69Kb?! You're fired!
Side-side note: I am no mathematician, so maybe there's a good answer to
this but, with the sliders in the Attractor palette you can easily go
outside the range of acceptable values manually. With each attractor
type, is there a well defined min and max for each param? If so, how
much of a pain would it be to limit the sliders to the values? So if I
pick Lorenz-84, paramA's slider will go from -1 on the low end to +1 on
the high end (I'm just making up numbers for the argument!) That way if
I am manually adjusting the attractor I won't be running into values
that won't produce a result. (I am a big advocate of manual control. The
search option is nice for a starting point, but I'd rather build these
forms by more manual control.)
All attractors parameters do have a well defined limit, which is also
the range of the sliders. They have been fixed empirically, as a
boundary to the parameter space where most strange attractors are
If you think of the three parameters of the Polynomial A equation as the
coordinate of a point in a 3D space, you can imagine a set of points in
this space for which parameters will yield a strange attractor. This is
similar to how a Mandelbrot set is calculated : the parameters of the
equation are the real and imaginary parts of Z, and the points within
the set are those for which parameters yield an attractor, where the
orbit doesn't escape or bailout.
The best attractors are found manually, so you are right on that.

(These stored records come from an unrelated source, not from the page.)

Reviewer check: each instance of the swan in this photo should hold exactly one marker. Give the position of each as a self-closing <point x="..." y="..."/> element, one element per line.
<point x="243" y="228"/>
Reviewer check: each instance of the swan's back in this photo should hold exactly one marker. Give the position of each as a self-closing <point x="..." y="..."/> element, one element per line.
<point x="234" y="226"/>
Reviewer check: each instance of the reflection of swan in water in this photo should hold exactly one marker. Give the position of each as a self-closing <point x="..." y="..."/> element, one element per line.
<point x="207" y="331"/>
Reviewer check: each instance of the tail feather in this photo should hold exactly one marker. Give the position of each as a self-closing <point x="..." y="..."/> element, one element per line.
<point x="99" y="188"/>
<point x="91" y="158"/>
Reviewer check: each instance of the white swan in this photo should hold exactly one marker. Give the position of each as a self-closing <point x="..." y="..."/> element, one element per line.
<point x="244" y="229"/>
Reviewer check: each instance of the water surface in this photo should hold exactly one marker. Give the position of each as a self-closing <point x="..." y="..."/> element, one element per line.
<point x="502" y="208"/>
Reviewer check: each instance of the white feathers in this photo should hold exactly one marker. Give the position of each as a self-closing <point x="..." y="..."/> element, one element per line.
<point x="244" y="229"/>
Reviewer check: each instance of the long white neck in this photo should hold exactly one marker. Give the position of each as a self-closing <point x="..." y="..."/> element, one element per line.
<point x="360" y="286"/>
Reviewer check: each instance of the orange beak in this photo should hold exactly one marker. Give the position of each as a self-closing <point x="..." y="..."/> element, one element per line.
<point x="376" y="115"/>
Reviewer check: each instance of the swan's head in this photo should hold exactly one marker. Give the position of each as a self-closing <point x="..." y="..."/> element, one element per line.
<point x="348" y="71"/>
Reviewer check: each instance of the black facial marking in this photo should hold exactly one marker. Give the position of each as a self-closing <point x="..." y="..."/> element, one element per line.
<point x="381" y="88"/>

As you know, the boundary of the Mandelbrot set is not only extremely
complex, it is also fractal, and although I believe the Polynomial A set
isn't equivalent in complexity nor is fractal, it isn't just a spheroid.
Keeping the Polynomial A as an example, the minimum and maximum values
of each parameter are the opposite faces of a cube which is its search
domain. Each parameter is a line parallel to each axis going across the
cube, so the three lines intersect at the same point, within the cube.

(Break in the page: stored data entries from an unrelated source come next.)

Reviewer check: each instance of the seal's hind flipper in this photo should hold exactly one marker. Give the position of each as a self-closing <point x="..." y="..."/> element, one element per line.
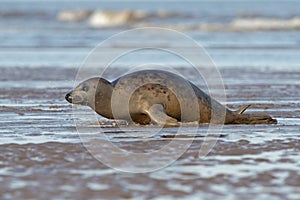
<point x="158" y="115"/>
<point x="242" y="109"/>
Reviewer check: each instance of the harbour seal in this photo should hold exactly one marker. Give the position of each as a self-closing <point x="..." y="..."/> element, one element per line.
<point x="154" y="100"/>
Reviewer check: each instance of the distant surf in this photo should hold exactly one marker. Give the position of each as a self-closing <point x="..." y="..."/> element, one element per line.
<point x="139" y="18"/>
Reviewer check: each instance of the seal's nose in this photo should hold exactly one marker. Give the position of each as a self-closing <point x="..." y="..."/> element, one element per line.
<point x="68" y="97"/>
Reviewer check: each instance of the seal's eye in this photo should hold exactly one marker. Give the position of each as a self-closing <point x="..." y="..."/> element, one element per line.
<point x="85" y="88"/>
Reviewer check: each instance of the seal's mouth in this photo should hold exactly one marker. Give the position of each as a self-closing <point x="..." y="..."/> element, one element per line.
<point x="76" y="98"/>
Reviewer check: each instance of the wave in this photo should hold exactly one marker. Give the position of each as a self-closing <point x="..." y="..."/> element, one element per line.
<point x="239" y="24"/>
<point x="265" y="24"/>
<point x="136" y="18"/>
<point x="73" y="15"/>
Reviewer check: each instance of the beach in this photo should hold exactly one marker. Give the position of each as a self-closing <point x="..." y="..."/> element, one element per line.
<point x="42" y="153"/>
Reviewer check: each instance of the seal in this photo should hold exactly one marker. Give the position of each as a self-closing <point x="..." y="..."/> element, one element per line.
<point x="156" y="96"/>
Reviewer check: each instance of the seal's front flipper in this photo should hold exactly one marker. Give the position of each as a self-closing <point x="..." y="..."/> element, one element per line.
<point x="158" y="115"/>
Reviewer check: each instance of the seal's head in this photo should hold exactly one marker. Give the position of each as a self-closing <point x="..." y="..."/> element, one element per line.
<point x="88" y="92"/>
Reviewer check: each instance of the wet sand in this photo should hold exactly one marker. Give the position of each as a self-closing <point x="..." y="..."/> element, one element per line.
<point x="42" y="155"/>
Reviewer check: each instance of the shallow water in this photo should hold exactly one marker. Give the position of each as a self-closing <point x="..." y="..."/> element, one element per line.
<point x="42" y="151"/>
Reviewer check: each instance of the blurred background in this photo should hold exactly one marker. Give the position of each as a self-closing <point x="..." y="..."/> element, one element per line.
<point x="238" y="33"/>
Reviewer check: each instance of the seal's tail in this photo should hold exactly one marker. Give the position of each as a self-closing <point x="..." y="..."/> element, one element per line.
<point x="254" y="119"/>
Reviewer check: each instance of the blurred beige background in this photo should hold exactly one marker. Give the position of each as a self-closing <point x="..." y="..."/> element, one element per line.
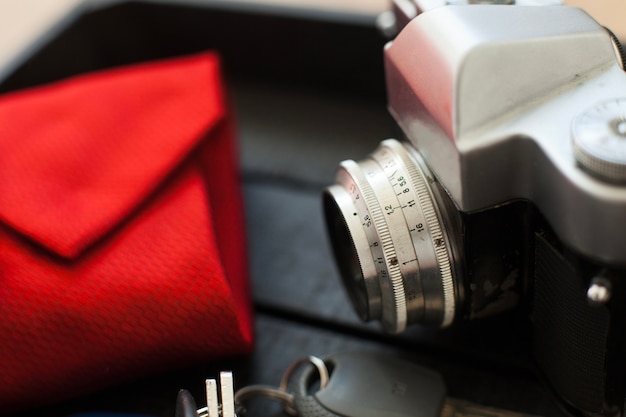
<point x="610" y="13"/>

Going along one of the lines, you can see what parts of the line are
inside the attractor set, i.e. what values of the equivalent parameter
will yield an attractor. These values won't be contiguous.

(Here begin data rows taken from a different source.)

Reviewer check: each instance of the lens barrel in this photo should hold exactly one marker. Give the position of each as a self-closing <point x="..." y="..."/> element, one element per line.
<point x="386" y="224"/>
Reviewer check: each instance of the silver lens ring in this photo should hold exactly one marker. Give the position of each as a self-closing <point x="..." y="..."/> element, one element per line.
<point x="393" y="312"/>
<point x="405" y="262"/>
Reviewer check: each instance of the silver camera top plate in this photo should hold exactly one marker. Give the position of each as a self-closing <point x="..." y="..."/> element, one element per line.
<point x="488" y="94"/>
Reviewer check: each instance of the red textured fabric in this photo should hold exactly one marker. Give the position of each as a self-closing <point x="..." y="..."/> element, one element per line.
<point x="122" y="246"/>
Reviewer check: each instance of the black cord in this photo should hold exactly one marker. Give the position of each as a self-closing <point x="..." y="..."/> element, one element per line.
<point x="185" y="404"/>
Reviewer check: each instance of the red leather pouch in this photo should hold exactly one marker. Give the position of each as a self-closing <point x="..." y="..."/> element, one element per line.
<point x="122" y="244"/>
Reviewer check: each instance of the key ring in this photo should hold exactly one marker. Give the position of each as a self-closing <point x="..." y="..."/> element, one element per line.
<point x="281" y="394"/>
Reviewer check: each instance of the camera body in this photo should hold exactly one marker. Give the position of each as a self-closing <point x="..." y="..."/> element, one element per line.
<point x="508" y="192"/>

Of course, when you modify a value, or move the intersection point along
one of the lines, the two other will move as well, thus going through a
different part of the attractor set.
Therefore it's not easy to define a search domain, or the parameters
range, without limiting too much the set of possible attractors. But a
larger search domain makes manual search a long-winded process.
I've been thinking about rendering these sets : the user would have to
select three or more parameters and define their corresponding plane
(ex. P0 -> X, P1 -> Y, P2 -> Z, etc.). Imagine doing it with all the
parameters of the Polynomial C, in an 18 dimensions space!